Developers say today’s Internet often feels lonely. A Facebook, Instagram, or TikTok feed doesn’t feel like hanging out with your friends, even when you look at what they’ve posted. “Almost no one is 100 percent with you,” he said Philip Rosedale. Despite these shortcomings, he watched social networks grow much faster than Second Life, the virtual world his team released in 2003.
Most Metaverse projects are small compared to Facebook, which has nearly 2 billion daily users. What sets them apart is their potential to act as a canvas for players to create their own worlds.
“We’re thinking, ‘How do you make it immersive?’ and ‘What are the tools that people can use to create these 3D environments?'” he said Manuel Bronstein, a graduate of Microsoft’s Xbox team, as well as social giant Zynga, who is now chief product officer for Roblox. The online game is more than a decade old and gives players tools to create their own digital worlds, starting with the digital pet simulator Adopt Me! to the puzzle game Tower of Hell.
Roblox recently developed a technology called Layered Clothing that allows pretty much any gear to fit any character you choose to play as.
Roblox
Developers like Roblox, Rec Room and Minecraft from Microsoft primarily build tools to make their game worlds more attractive. Bronstein’s team is introducing a feature known as spatial voice, which uses computer smarts to raise and lower other speakers’ voices based on how far or close they are. “We want you to feel surrounded,” Bronstein said.
Many developers agree that the Metaverse is still in its infancy. It’s unsettling for people who aren’t gaming or tech savvy to delve into these digital worlds for anything more than a brief experience. The technology of the metaverse is not mature enough to enable non-verbal communication through social cues like frowns, which is essential in the real world.

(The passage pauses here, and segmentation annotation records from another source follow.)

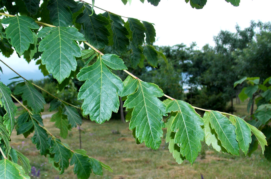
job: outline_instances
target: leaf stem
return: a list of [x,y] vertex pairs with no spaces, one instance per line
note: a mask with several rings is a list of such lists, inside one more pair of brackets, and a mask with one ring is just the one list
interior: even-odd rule
[[4,158],[5,158],[5,159],[8,159],[8,158],[7,158],[7,157],[6,157],[6,156],[5,155],[5,154],[4,154],[4,152],[2,150],[2,147],[0,147],[0,151],[1,152],[1,153],[2,154],[2,155],[3,156]]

“When I have a conversation with my mother or a serious meeting, I really want to see her so I can understand her and her feelings,” he said Denny UngerHead of VR developer Cloudhead Games, whose pistol whip Rhythm music game became a hit on social media.
Back at the virtual recreation center with Fajt, I wondered if the room could ever be spruced up enough to host a serious event, like signing a contract or closing a deal.
Maybe I’ll find out soon. According to Fajt, around half a million people create and refine experiences in the Rec Room. That’s about four times the number of people editing Wikipedia, the most popular online encyclopedia.
“This is truly a world built by millions of different hands,” Fajt said. “We let the developers in the community tell us what they need and in what order.”